The RICS Green Gauge survey, which is an independent survey conducted by the Oxford Institute for Sustainable Development (OISD), based in the Faculty of Technology, Design and Environment at Oxford Brookes University, aims to:
- Assess the extent to which the surveying profession is continuing to engage with the sustainability agenda, by examining key measures such as the response to client demand for sustainability-based services and the frequency of use of sustainability information, tools and techniques.
- Track and monitor attitudes towards the sustainability agenda over time, and examine changes in attitudes by Professional Group and by Global Region.
- Identify and prioritise policy actions for RICS to monitor and improve the level of service it provides to its members in relation to the use of such information, tools and techniques.
A total of 888 RICS members responded to the second annual RICS Green Gauge online survey in 2010 (following the previous 2008/09 RICS Green Gauge survey), and the results show that sustainability remains high on RICS members’ agendas despite the impacts of the recent recession. This is borne out by the 'Sustainability Index', which, in 2010, remains unchanged from the last survey of 2008/09.
More than 40% of all respondents have used sustainability tools, techniques and information four or more times during the last year and the proportion of those finding such tools 'very useful' has increased slightly since 2008/09. A majority of RICS members believe that the economic recession will have either a positive impact or no impact on sustainability advice, and the number of respondents who believed the recession would have a negative impact on sustainability fell by 2% from 2008/09.
The RICS Green Gauge 2010 results show that although there has been progress over the last three years, further action is required to 'hardwire' sustainability into professional practice globally. Key barriers continue to be lack of knowledge and lack of expertise, reflecting the inadequacy of training and education in relevant techniques. The most important drivers of sustainability globally are client demand, legal compliance, business bottom line, and responsibility to the environment. This reflects a growing emphasis on the 'business case' for sustainability since the previous survey.
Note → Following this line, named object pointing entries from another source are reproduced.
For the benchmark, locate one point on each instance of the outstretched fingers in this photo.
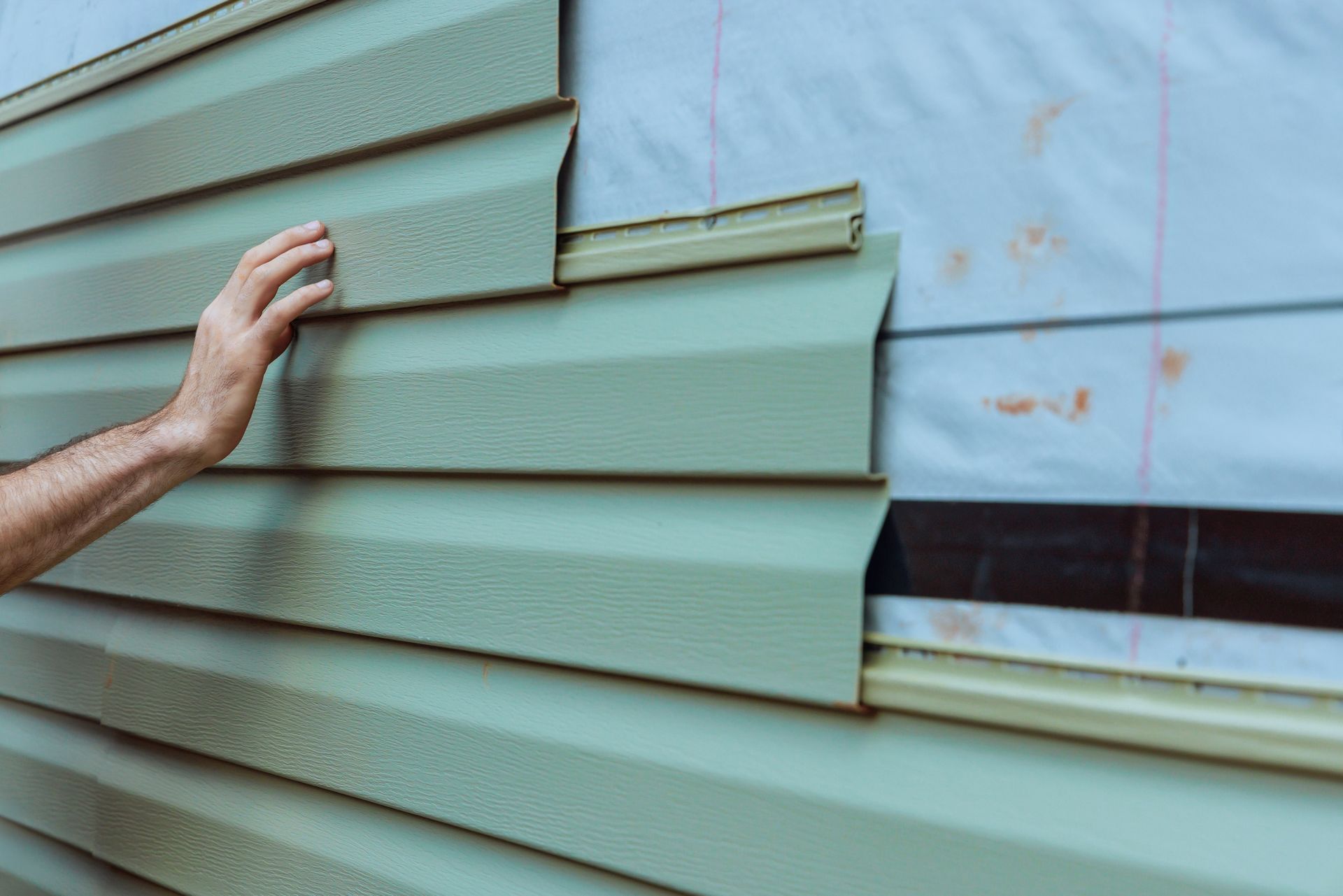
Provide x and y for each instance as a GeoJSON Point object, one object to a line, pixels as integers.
{"type": "Point", "coordinates": [281, 242]}
{"type": "Point", "coordinates": [268, 278]}
{"type": "Point", "coordinates": [281, 313]}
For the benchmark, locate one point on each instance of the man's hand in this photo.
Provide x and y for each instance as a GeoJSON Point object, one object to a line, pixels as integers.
{"type": "Point", "coordinates": [239, 335]}
{"type": "Point", "coordinates": [66, 499]}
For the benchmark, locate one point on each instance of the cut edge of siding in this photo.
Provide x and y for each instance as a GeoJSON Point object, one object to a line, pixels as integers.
{"type": "Point", "coordinates": [1284, 725]}
{"type": "Point", "coordinates": [813, 222]}
{"type": "Point", "coordinates": [208, 27]}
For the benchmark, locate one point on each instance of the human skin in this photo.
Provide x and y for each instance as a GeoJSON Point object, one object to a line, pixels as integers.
{"type": "Point", "coordinates": [73, 495]}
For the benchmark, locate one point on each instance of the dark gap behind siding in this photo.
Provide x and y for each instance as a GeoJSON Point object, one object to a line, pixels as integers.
{"type": "Point", "coordinates": [1252, 566]}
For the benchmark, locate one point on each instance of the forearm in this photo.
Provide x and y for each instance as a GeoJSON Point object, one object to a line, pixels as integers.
{"type": "Point", "coordinates": [62, 502]}
{"type": "Point", "coordinates": [58, 504]}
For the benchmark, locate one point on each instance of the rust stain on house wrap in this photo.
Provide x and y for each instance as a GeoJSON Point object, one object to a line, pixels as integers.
{"type": "Point", "coordinates": [1070, 407]}
{"type": "Point", "coordinates": [957, 265]}
{"type": "Point", "coordinates": [955, 624]}
{"type": "Point", "coordinates": [1173, 366]}
{"type": "Point", "coordinates": [1033, 246]}
{"type": "Point", "coordinates": [1037, 127]}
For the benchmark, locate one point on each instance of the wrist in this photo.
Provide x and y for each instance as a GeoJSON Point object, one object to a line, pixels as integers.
{"type": "Point", "coordinates": [175, 439]}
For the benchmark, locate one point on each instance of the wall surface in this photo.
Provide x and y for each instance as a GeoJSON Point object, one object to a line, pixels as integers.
{"type": "Point", "coordinates": [381, 656]}
{"type": "Point", "coordinates": [1058, 173]}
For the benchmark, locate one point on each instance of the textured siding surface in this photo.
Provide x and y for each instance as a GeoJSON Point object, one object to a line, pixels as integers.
{"type": "Point", "coordinates": [388, 215]}
{"type": "Point", "coordinates": [697, 792]}
{"type": "Point", "coordinates": [36, 865]}
{"type": "Point", "coordinates": [457, 472]}
{"type": "Point", "coordinates": [357, 76]}
{"type": "Point", "coordinates": [211, 829]}
{"type": "Point", "coordinates": [748, 371]}
{"type": "Point", "coordinates": [744, 586]}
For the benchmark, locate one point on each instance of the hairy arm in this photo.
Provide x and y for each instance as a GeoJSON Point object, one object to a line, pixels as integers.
{"type": "Point", "coordinates": [70, 496]}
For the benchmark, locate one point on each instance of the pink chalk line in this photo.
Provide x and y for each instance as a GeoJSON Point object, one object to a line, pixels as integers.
{"type": "Point", "coordinates": [1154, 362]}
{"type": "Point", "coordinates": [713, 109]}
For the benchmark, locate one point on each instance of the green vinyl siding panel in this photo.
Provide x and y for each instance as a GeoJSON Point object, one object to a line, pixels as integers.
{"type": "Point", "coordinates": [49, 771]}
{"type": "Point", "coordinates": [346, 76]}
{"type": "Point", "coordinates": [208, 828]}
{"type": "Point", "coordinates": [723, 794]}
{"type": "Point", "coordinates": [52, 649]}
{"type": "Point", "coordinates": [462, 218]}
{"type": "Point", "coordinates": [751, 586]}
{"type": "Point", "coordinates": [36, 865]}
{"type": "Point", "coordinates": [751, 371]}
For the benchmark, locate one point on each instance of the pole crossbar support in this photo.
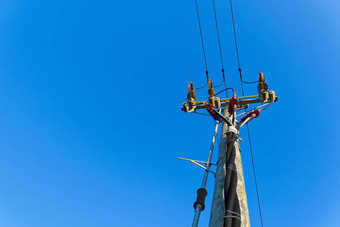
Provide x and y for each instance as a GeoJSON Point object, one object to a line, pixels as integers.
{"type": "Point", "coordinates": [244, 101]}
{"type": "Point", "coordinates": [197, 163]}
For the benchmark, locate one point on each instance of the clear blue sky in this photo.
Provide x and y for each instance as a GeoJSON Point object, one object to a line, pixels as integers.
{"type": "Point", "coordinates": [90, 120]}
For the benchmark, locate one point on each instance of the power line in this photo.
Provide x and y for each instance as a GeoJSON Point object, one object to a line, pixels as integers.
{"type": "Point", "coordinates": [199, 25]}
{"type": "Point", "coordinates": [219, 45]}
{"type": "Point", "coordinates": [249, 139]}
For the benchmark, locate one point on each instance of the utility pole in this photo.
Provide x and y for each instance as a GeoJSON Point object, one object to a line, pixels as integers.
{"type": "Point", "coordinates": [229, 205]}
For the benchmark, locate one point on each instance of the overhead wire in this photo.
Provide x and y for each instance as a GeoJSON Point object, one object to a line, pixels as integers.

Professor Tim Dixon, Director of OISD and Professor of Real Estate said:
"Although encouraging the Green Gauge results mean that we shouldn't be complacent. In the UK, as the implications of recent environmental-related policy and guidance unfold, new challenges will be presented, particularly if the "pro-growth" agenda gains traction. Given that 70 to 80% of our existing buildings will be with us in 2050, a key question to ask is: how can we retrofit sufficient numbers of buildings at a city scale to achieve the target carbon reduction targets? This involves huge complexity and also the need for a range of built environment professionals (including architects, surveyors and planners) to work together".